Kernel Conditional Moment Test via Maximum Moment Restriction
This work addresses a fundamental issue in econometrics and statistics for researchers and practitioners, offering a new testing framework with computational advantages.
The authors tackled the problem of specification testing for conditional moment restrictions by proposing kernel conditional moment (KCM) tests, which transform these restrictions into unconditional ones using a novel conditional moment embedding in an RKHS, resulting in a test statistic with analytic expressions and closed-form asymptotic distributions that show promising finite-sample performance.

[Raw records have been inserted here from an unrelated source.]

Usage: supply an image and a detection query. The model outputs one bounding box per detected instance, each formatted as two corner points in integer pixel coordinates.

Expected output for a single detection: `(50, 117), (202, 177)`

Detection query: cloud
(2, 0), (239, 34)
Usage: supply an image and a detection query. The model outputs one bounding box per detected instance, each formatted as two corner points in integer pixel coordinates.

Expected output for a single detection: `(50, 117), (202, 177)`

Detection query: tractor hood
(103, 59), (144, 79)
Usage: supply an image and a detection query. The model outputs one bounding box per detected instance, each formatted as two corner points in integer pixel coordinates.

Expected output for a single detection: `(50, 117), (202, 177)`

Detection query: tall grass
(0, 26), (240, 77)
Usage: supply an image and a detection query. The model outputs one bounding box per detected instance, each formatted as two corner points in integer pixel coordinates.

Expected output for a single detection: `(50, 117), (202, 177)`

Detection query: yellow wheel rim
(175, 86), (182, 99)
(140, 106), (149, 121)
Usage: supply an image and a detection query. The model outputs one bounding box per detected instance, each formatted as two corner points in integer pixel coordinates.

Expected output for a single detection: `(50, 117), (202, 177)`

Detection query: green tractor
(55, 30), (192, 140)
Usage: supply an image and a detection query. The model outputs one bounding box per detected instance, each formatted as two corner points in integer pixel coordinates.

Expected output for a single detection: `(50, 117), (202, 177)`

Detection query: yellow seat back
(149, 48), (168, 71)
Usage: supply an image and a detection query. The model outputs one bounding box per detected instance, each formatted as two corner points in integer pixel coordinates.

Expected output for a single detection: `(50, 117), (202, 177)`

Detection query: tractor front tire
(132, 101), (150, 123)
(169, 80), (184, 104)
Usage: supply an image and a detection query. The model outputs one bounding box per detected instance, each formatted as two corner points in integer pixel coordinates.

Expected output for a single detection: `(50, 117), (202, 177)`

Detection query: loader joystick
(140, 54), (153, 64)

We propose a new family of specification tests called kernel conditional moment (KCM) tests. Our tests are built on a novel representation of conditional moment restrictions in a reproducing kernel Hilbert space (RKHS) called conditional moment embedding (CMME). After transforming the conditional moment restrictions into a continuum of unconditional counterparts, the test statistic is defined as the maximum moment restriction (MMR) within the unit ball of the RKHS. We show that the MMR not only fully characterizes the original conditional moment restrictions, leading to consistency in both hypothesis testing and parameter estimation, but also has an analytic expression that is easy to compute as well as closed-form asymptotic distributions. Our empirical studies show that the KCM test has a promising finite-sample performance compared to existing tests.